Identify a topic of interest and give your project a name/title.

The topic of interest that I chose to focus on with my parter, PJ Casey-Leonard, is golf statistics, more specifically “Strokes Gained”. The project name that we have come up with is “Strokes Gained Analysis”

Phrase 3-5 research questions you would like to explore.

My partner and I researched our own questions and would like to discuss later which ones we want to focus on.

1. Where on the course strokes gained impact a players final standing the most? Prediction: Putting
2. Does a higher purse amount of a tournament result in less variation in strokes gained? Hypothesis: Yes as players might take less risk as they are competing for more money
3. As driver distance has become a larger factor recently in the PGA, has that had a positve impact in strokes gained for off the tee, and a negative impact in strokes gained in other areas? Hypothesis: There will be an improvement in strokes gained over time due to new technology

List the data sources that your find that are relevant with your research questions.

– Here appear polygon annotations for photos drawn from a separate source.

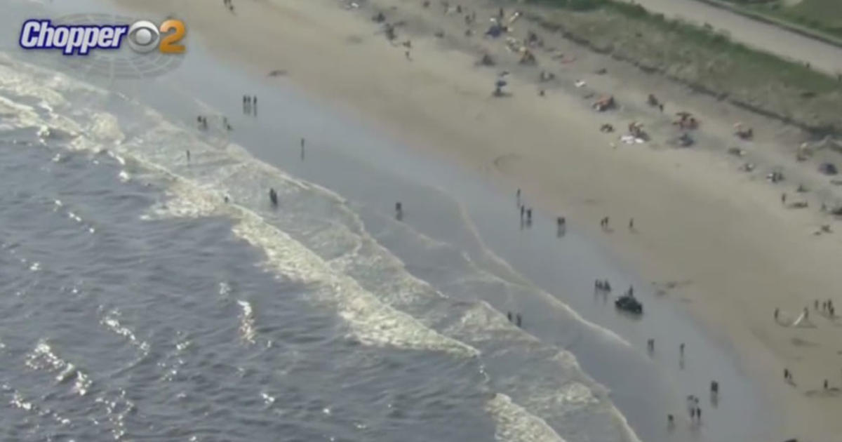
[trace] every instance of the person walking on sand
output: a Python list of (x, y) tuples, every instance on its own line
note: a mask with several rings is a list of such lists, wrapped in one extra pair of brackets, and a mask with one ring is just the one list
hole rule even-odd
[(274, 191), (274, 188), (269, 188), (269, 200), (272, 203), (272, 205), (278, 206), (278, 193)]

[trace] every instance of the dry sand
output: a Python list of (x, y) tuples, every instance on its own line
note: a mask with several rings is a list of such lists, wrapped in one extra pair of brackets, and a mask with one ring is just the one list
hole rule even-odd
[[(476, 29), (482, 34), (492, 9), (479, 0), (461, 3), (478, 11)], [(813, 189), (822, 183), (827, 187), (814, 165), (792, 164), (797, 130), (662, 83), (557, 36), (545, 36), (547, 45), (576, 61), (547, 67), (548, 56), (539, 52), (544, 67), (519, 67), (513, 63), (516, 56), (502, 49), (504, 39), (464, 37), (462, 18), (445, 16), (438, 1), (430, 10), (420, 8), (421, 0), (376, 2), (389, 21), (408, 20), (397, 40), (412, 38), (412, 61), (404, 47), (388, 44), (377, 32), (370, 3), (345, 10), (335, 0), (240, 0), (236, 15), (221, 2), (132, 3), (183, 18), (192, 38), (205, 40), (232, 62), (261, 73), (286, 70), (290, 81), (314, 97), (403, 143), (498, 178), (513, 194), (522, 188), (543, 209), (566, 216), (571, 228), (610, 244), (653, 281), (691, 281), (669, 296), (685, 301), (768, 387), (770, 400), (785, 417), (781, 439), (834, 440), (842, 434), (842, 396), (821, 391), (824, 379), (842, 383), (842, 320), (812, 311), (814, 328), (781, 327), (772, 320), (775, 306), (794, 316), (806, 306), (812, 310), (818, 298), (835, 296), (842, 306), (836, 290), (842, 286), (839, 237), (813, 234), (831, 221), (814, 207), (786, 210), (780, 203), (782, 191), (791, 200), (801, 198), (794, 195), (792, 177)], [(516, 27), (523, 31), (529, 24)], [(438, 30), (445, 31), (444, 38), (433, 37)], [(408, 32), (417, 35), (408, 37)], [(475, 66), (476, 51), (483, 47), (509, 65)], [(608, 74), (591, 74), (597, 67)], [(509, 77), (513, 95), (492, 98), (497, 72), (504, 68), (514, 72)], [(541, 86), (546, 97), (538, 96), (533, 81), (541, 68), (558, 76)], [(576, 88), (577, 78), (589, 86)], [(680, 101), (680, 109), (701, 119), (695, 147), (675, 149), (665, 142), (676, 132), (669, 117), (642, 103), (650, 90), (666, 100), (668, 112), (678, 110)], [(614, 93), (624, 105), (598, 114), (582, 98), (589, 91)], [(618, 134), (598, 130), (611, 122), (622, 132), (632, 120), (647, 122), (653, 142), (627, 146), (617, 141)], [(786, 162), (790, 180), (773, 186), (762, 173), (737, 172), (738, 162), (724, 153), (738, 145), (730, 135), (736, 120), (750, 122), (759, 134), (754, 142), (743, 143), (759, 170)], [(805, 198), (815, 205), (813, 196)], [(598, 220), (605, 216), (620, 228), (602, 232)], [(625, 229), (632, 216), (636, 233)], [(785, 367), (794, 373), (795, 386), (783, 382)]]

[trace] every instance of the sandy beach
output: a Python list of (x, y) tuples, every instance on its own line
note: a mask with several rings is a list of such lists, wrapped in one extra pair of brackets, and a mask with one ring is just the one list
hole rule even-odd
[[(504, 37), (481, 36), (493, 5), (465, 0), (466, 11), (459, 14), (445, 13), (438, 2), (429, 8), (421, 3), (378, 0), (345, 8), (328, 0), (240, 1), (235, 14), (221, 3), (199, 0), (152, 0), (142, 7), (184, 19), (192, 38), (231, 63), (261, 75), (285, 70), (308, 93), (411, 147), (479, 172), (513, 195), (522, 189), (536, 208), (564, 216), (569, 228), (605, 243), (653, 283), (689, 281), (665, 296), (733, 346), (745, 371), (765, 386), (770, 405), (785, 418), (777, 429), (781, 439), (831, 440), (842, 433), (834, 418), (842, 413), (842, 395), (823, 388), (824, 380), (842, 386), (842, 322), (813, 310), (814, 300), (842, 303), (834, 299), (842, 283), (834, 269), (839, 239), (814, 235), (823, 224), (835, 229), (817, 207), (836, 195), (814, 164), (794, 161), (803, 135), (588, 53), (561, 36), (541, 35), (572, 62), (553, 62), (536, 51), (538, 66), (519, 65)], [(405, 21), (395, 45), (371, 20), (379, 11), (388, 22)], [(477, 35), (466, 37), (462, 15), (469, 11), (476, 11)], [(523, 38), (530, 24), (514, 28)], [(397, 44), (407, 39), (408, 53)], [(498, 65), (477, 66), (483, 52)], [(600, 68), (607, 73), (595, 74)], [(555, 80), (538, 84), (542, 69)], [(506, 87), (511, 95), (494, 98), (502, 70), (512, 72)], [(585, 86), (577, 88), (578, 80)], [(646, 105), (649, 93), (665, 103), (663, 114)], [(616, 97), (621, 109), (593, 110), (591, 102), (602, 94)], [(702, 122), (691, 149), (669, 142), (678, 135), (670, 115), (679, 110)], [(649, 142), (617, 139), (632, 120), (645, 124)], [(735, 121), (754, 129), (753, 141), (732, 136)], [(604, 123), (617, 132), (600, 133)], [(747, 151), (755, 173), (738, 171), (746, 160), (727, 155), (730, 146)], [(778, 166), (787, 179), (767, 183), (764, 175)], [(811, 192), (797, 194), (798, 184)], [(786, 209), (781, 193), (810, 207)], [(613, 230), (600, 228), (604, 216)], [(812, 327), (787, 327), (805, 307)], [(794, 385), (784, 382), (785, 369)]]

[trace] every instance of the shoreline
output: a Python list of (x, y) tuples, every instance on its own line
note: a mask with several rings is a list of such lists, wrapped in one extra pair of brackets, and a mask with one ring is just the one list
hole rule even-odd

Extract one or more relevant datasets associate with your research questions, either import the downloaded dataset(s), extract from APIs, or ethically scrape the web, etc.

library(readr)
library(dplyr)
## 
## Attaching package: 'dplyr'
## The following objects are masked from 'package:stats':
## 
##     filter, lag
## The following objects are masked from 'package:base':
## 
##     intersect, setdiff, setequal, union
golf_data <- read_csv("Desktop/BI4310/Code/ASA All PGA Raw Data - Tourn Level.csv")
## Rows: 36864 Columns: 37
## ── Column specification ────────────────────────────────────────────────────────
## Delimiter: ","
## chr   (5): Player_initial_last, player, tournament name, course, Finish
## dbl  (28): tournament id, player id, hole_par, strokes, hole_DKP, hole_FDP, ...
## lgl   (3): Unnamed: 2, Unnamed: 3, Unnamed: 4
## date  (1): date
## 
## ℹ Use `spec()` to retrieve the full column specification for this data.
## ℹ Specify the column types or set `show_col_types = FALSE` to quiet this message.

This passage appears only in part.